Mysterious Company With Government Ties Plays Key Internet Role (washingtonpost.com) 67

whoever57 writes: Would you trust your communications to a company that has links to a spyware company and claims that its address is a UPS store in Toronto? You probably already do. Washington Post reports: An offshore company that is trusted by the major web browsers and other tech companies to vouch for the legitimacy of websites has connections to contractors for U.S. intelligence agencies and law enforcement, according to security researchers, documents and interviews. Google's Chrome, Apple's Safari, nonprofit Firefox and others allow the company, TrustCor Systems, to act as what's known as a root certificate authority, a powerful spot in the internet's infrastructure that guarantees websites are not fake, guiding users to them seamlessly.
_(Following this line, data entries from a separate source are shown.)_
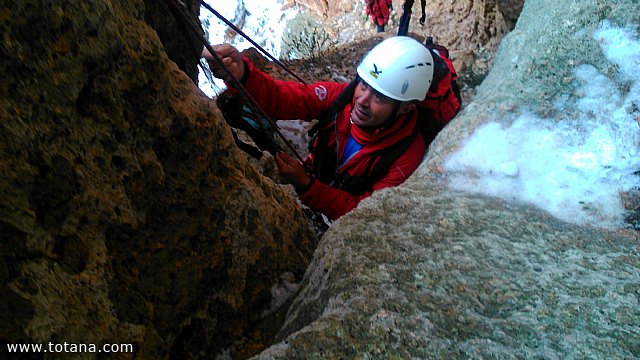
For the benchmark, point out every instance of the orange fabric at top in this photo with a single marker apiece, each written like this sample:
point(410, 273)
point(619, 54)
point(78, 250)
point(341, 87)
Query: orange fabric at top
point(379, 11)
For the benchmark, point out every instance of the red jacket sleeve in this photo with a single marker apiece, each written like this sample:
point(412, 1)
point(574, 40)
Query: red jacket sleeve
point(335, 202)
point(287, 100)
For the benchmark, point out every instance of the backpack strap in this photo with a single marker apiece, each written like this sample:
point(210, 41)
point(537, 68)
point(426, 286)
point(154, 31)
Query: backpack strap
point(388, 156)
point(328, 116)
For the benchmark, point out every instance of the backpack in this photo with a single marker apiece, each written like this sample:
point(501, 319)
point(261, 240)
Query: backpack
point(441, 104)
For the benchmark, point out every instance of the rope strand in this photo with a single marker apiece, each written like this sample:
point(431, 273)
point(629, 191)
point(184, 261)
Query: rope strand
point(179, 14)
point(236, 29)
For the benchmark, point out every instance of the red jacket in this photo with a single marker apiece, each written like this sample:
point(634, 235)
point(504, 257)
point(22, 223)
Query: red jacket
point(379, 10)
point(293, 100)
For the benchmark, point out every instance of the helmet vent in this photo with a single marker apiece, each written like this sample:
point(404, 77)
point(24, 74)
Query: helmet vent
point(418, 65)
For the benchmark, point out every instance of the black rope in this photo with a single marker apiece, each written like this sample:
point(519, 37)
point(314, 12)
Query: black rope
point(236, 29)
point(179, 14)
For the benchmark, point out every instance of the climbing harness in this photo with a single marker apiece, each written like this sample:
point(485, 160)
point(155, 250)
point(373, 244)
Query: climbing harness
point(180, 16)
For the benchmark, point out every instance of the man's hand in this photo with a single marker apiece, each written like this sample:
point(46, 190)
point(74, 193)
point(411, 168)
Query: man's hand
point(292, 171)
point(230, 57)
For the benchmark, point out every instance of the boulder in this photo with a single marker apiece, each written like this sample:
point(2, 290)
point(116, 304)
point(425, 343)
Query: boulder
point(128, 215)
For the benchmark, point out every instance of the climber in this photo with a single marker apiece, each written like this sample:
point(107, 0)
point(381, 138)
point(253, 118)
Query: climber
point(369, 144)
point(379, 11)
point(403, 28)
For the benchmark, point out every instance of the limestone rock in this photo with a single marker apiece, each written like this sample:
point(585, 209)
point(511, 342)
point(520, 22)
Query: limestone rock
point(422, 271)
point(128, 215)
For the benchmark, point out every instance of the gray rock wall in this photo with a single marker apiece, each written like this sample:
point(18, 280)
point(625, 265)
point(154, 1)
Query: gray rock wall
point(128, 215)
point(422, 271)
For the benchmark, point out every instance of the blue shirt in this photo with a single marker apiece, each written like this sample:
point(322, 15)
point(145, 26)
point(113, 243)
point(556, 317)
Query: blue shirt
point(350, 149)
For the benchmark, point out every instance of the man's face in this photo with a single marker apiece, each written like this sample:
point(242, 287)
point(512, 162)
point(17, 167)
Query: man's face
point(372, 109)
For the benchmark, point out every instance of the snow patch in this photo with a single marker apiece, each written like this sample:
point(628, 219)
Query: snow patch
point(575, 170)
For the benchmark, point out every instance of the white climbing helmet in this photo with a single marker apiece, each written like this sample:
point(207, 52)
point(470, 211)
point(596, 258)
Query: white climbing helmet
point(399, 67)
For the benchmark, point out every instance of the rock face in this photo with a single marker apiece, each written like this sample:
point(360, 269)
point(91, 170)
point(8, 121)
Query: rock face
point(422, 271)
point(128, 215)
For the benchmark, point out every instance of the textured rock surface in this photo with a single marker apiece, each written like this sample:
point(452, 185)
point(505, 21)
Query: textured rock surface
point(128, 215)
point(420, 271)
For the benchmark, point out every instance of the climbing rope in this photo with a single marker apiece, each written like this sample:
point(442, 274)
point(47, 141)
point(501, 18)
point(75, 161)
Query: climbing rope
point(180, 16)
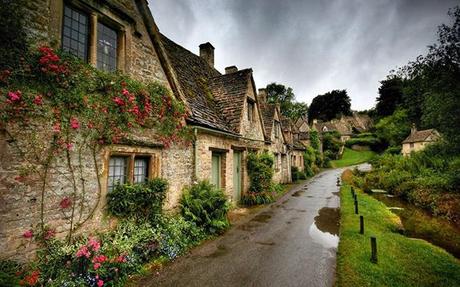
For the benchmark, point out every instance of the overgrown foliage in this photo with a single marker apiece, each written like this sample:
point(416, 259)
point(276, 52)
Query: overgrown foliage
point(260, 171)
point(138, 201)
point(206, 206)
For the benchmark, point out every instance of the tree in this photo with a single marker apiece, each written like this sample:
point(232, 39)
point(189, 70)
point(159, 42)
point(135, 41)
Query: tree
point(329, 106)
point(394, 129)
point(432, 92)
point(277, 93)
point(390, 96)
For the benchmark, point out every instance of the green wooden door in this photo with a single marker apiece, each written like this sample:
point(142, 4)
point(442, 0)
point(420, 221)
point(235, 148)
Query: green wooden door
point(236, 176)
point(216, 170)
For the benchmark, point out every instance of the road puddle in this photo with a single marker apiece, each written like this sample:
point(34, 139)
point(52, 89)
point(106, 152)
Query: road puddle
point(325, 229)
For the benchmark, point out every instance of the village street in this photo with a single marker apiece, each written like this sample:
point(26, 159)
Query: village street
point(292, 242)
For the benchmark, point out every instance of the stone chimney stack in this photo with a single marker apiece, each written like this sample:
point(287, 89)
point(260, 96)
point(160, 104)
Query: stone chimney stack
point(207, 53)
point(231, 69)
point(262, 96)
The company's Panamanian registration records show that it has the identical slate of officers, agents and partners as a spyware maker identified this year as an affiliate of Arizona-based Packet Forensics, which public contracting records and company documents show has sold communication interception services to U.S. government agencies for more than a decade. One of those TrustCor partners has the same name as a holding company managed by Raymond Saulino, who was quoted in a 2010 Wired article as a spokesman for Packet Forensics. Saulino also surfaced in 2021 as a contact for another company, Global Resource Systems, that caused speculation in the tech world when it briefly activated and ran more than 100 million previously dormant IP addresses assigned decades earlier to the Pentagon. The Pentagon reclaimed the digital territory months later, and it remains unclear what the brief transfer was about, but researchers said the activation of those IP addresses could have given the military access to a huge amount of internet traffic without revealing that the government was receiving it.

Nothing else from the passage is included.